In hindsight, the author would not use so many questionnaires for the evaluation of group education sessions. Patients found them difficult to complete and it added an extra 30 minutes to the educational session due to explanation and assistance required in answering queries. A more simplified version should suffice in the future.

Telephone interviews
Due to the small number of participants it was beneficial to also conduct semi-structured telephone interviews, which were held a few weeks after the education sessions, in order to help provide an in-depth exploration of the issues. These provided first-hand feedback on potential behavioural changes although it could be argued that the interviewees could have been saying what they thought staff wanted to hear.
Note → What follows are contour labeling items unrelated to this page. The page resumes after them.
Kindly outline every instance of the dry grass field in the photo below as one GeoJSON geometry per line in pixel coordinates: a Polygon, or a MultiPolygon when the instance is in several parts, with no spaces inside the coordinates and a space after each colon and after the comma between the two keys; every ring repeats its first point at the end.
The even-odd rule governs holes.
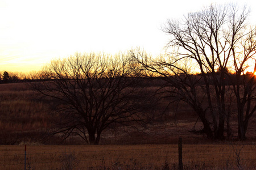
{"type": "MultiPolygon", "coordinates": [[[[24,146],[1,146],[0,151],[1,169],[24,168],[24,146]]],[[[28,146],[26,167],[27,169],[177,169],[177,151],[175,144],[28,146]],[[73,169],[64,168],[67,167],[73,169]]],[[[184,169],[254,169],[256,146],[184,144],[183,162],[184,169]]]]}
{"type": "MultiPolygon", "coordinates": [[[[171,105],[146,129],[110,129],[100,146],[88,146],[77,137],[61,142],[60,137],[49,136],[54,117],[36,96],[26,83],[0,84],[0,169],[24,169],[24,144],[27,169],[177,169],[179,137],[184,169],[256,168],[255,115],[246,141],[236,139],[235,116],[233,139],[213,141],[189,131],[197,118],[193,110],[181,104],[175,114],[171,105]]],[[[158,111],[168,102],[163,100],[158,111]]],[[[195,128],[201,126],[198,122],[195,128]]]]}

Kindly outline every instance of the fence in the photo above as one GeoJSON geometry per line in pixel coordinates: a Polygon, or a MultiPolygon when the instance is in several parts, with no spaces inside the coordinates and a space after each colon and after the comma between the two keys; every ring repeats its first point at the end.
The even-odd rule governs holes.
{"type": "Polygon", "coordinates": [[[0,169],[253,169],[255,145],[0,147],[0,169]]]}

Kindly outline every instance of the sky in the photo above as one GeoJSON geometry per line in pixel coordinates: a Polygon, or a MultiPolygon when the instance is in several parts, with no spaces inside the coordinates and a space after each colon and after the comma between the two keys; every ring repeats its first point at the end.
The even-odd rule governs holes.
{"type": "Polygon", "coordinates": [[[76,52],[115,54],[137,46],[164,52],[168,19],[211,3],[246,4],[252,24],[254,0],[0,0],[0,71],[39,71],[51,60],[76,52]]]}

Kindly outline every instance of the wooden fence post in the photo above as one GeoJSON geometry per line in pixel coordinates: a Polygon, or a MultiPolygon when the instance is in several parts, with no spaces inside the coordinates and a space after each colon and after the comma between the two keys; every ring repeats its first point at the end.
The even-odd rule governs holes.
{"type": "Polygon", "coordinates": [[[25,168],[24,168],[24,169],[25,169],[26,170],[26,152],[27,152],[27,144],[25,144],[25,164],[24,164],[24,166],[25,166],[25,168]]]}
{"type": "Polygon", "coordinates": [[[179,170],[183,170],[182,163],[182,138],[179,138],[179,170]]]}

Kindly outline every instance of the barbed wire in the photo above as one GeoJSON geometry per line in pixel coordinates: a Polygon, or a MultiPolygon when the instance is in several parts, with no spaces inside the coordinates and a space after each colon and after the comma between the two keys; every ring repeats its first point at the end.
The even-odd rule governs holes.
{"type": "MultiPolygon", "coordinates": [[[[209,146],[208,146],[209,147],[209,146]]],[[[193,148],[195,147],[193,147],[193,148]]],[[[65,152],[46,152],[46,153],[32,153],[32,154],[26,154],[27,156],[33,156],[33,155],[49,155],[49,154],[55,154],[55,155],[60,155],[60,156],[61,156],[61,154],[79,154],[79,153],[86,153],[86,152],[122,152],[122,151],[138,151],[138,150],[172,150],[174,148],[170,148],[170,147],[155,147],[155,148],[134,148],[134,149],[120,149],[120,150],[96,150],[96,151],[65,151],[65,152]]],[[[177,148],[177,147],[175,147],[175,148],[177,148]]],[[[234,155],[234,154],[235,153],[235,151],[230,148],[230,151],[229,152],[215,152],[215,153],[207,153],[207,154],[183,154],[183,159],[185,160],[188,158],[188,156],[196,156],[197,157],[199,157],[200,156],[203,156],[203,155],[226,155],[226,154],[229,154],[229,155],[234,155]]],[[[251,153],[256,153],[256,151],[247,151],[247,152],[242,152],[241,151],[240,154],[251,154],[251,153]]],[[[24,156],[24,154],[14,154],[14,155],[0,155],[1,157],[3,156],[24,156]]],[[[93,161],[109,161],[109,160],[123,160],[123,159],[155,159],[156,158],[171,158],[171,157],[177,157],[179,155],[175,154],[175,155],[158,155],[158,156],[137,156],[137,157],[124,157],[124,158],[121,158],[120,156],[118,156],[118,158],[104,158],[104,156],[102,156],[102,158],[98,158],[98,159],[80,159],[80,160],[76,160],[76,162],[93,162],[93,161]]],[[[235,156],[233,156],[233,157],[235,156]]],[[[20,159],[22,159],[23,158],[20,158],[20,159]]],[[[244,160],[255,160],[256,159],[240,159],[240,161],[244,161],[244,160]]],[[[226,159],[221,160],[216,160],[216,161],[226,161],[226,159]]],[[[196,160],[195,160],[196,161],[196,160]]],[[[236,160],[233,160],[233,161],[236,161],[236,160]]],[[[48,161],[48,162],[30,162],[30,164],[49,164],[49,163],[61,163],[63,161],[61,160],[56,160],[56,161],[48,161]]],[[[205,163],[205,162],[214,162],[213,160],[204,160],[204,161],[196,161],[197,163],[205,163]]],[[[187,161],[185,162],[184,163],[190,163],[190,161],[187,161]]],[[[0,164],[0,166],[14,166],[14,165],[24,165],[24,163],[20,162],[20,163],[16,163],[16,164],[0,164]]],[[[85,168],[90,168],[90,167],[85,167],[85,168]]],[[[92,168],[100,168],[100,167],[93,167],[92,168]]]]}

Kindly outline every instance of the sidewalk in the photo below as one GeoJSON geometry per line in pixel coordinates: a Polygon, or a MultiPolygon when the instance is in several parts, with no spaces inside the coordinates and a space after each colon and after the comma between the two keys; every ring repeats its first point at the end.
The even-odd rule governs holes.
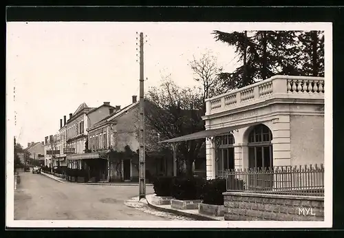
{"type": "MultiPolygon", "coordinates": [[[[193,210],[179,210],[171,208],[171,205],[155,205],[151,203],[152,197],[155,194],[149,194],[146,195],[146,200],[141,199],[140,203],[148,205],[150,208],[158,210],[173,213],[177,215],[181,215],[189,218],[192,218],[199,221],[224,221],[224,217],[215,217],[198,213],[198,209],[193,210]]],[[[138,197],[135,197],[131,200],[138,201],[138,197]]]]}
{"type": "MultiPolygon", "coordinates": [[[[103,185],[103,186],[138,186],[138,183],[136,182],[98,182],[96,183],[78,183],[78,182],[72,182],[67,181],[65,179],[63,179],[56,176],[54,176],[52,175],[50,175],[49,173],[45,173],[44,172],[41,172],[41,174],[50,177],[51,179],[55,180],[56,181],[58,181],[59,182],[64,183],[64,182],[68,182],[68,183],[72,183],[72,184],[84,184],[84,185],[103,185]]],[[[146,186],[153,186],[151,184],[146,184],[146,186]]]]}

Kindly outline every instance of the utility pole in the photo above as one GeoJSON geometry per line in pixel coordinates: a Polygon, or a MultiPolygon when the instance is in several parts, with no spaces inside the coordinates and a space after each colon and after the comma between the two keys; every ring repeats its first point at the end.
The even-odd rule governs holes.
{"type": "Polygon", "coordinates": [[[140,33],[140,135],[139,135],[139,200],[146,198],[146,164],[144,150],[144,74],[143,74],[143,33],[140,33]]]}

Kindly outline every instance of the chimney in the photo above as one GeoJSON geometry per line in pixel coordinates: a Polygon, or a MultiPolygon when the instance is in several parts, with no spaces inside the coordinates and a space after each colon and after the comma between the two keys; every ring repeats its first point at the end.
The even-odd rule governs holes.
{"type": "Polygon", "coordinates": [[[138,96],[136,95],[133,95],[132,97],[133,97],[133,103],[136,102],[136,98],[138,98],[138,96]]]}

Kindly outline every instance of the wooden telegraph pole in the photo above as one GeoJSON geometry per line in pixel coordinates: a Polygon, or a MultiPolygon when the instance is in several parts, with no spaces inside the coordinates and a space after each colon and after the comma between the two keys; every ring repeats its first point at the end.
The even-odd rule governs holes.
{"type": "Polygon", "coordinates": [[[139,200],[146,198],[146,165],[144,150],[144,110],[143,74],[143,33],[140,33],[140,115],[139,115],[139,200]]]}

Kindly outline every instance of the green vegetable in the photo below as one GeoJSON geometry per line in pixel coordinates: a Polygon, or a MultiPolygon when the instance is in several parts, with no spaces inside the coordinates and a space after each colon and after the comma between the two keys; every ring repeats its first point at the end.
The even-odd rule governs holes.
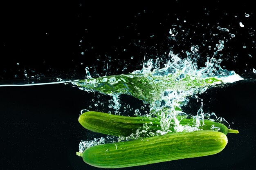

Feedback from the telephone interviews was very positive. Interviewees reported they were beginning to understand their PPDN. The comments received included the following.

‘It actually helps by realising you’re not the only one, you know that you’re not solo in this.’

‘You always hear something you’ve never heard before from somebody else – that’s interesting, you know.’

‘You hear about the different drugs people take and the different effects and stuff like that.’

‘People should be given the answers they need sooner, not just a tablet with no real explanation; people ought to be told about this condition when they are told they have diabetes, to help prepare themselves if it happens.’

Furthermore, this understanding seemed to result in changes in foot care behaviour – a couple of examples include the following.

‘Every night I spend half an hour checking them [feet] and everything.’

‘Yeah, I mean, I try and wear shoes now wherever I go, slippers round the house and that.’

The telephone interviews were extremely helpful and will be used for future reviews.

Future development plans
Although at present these groups are run by a DSN, there is no reason why a podiatrist or foot health technician cannot be trained to facilitate future groups. The group sessions also offer an education service to those new to diabetes care in learning about this condition. All relevant healthcare professionals are invited to attend these sessions for their own learning and development. From this, areas of future need were identified for PPDN management, including increased education of healthcare professionals and increased availability of information for patients. The lead author’s diabetes centre is currently developing district-wide management pathways for the care of people with PPDN.

Conclusion
People with PPDN often develop their own management and treatment plans which assist in the acceptance of the condition by having set goals and action plans to alleviate their pain and minimise their foot health risks. If healthcare professionals can target education regarding foot care and foot wear, and offer support in the treatment of PPDN, then maybe they can have a greater impact on patient quality of life and reduce the likelihood of the development of future problems, including limb amputation.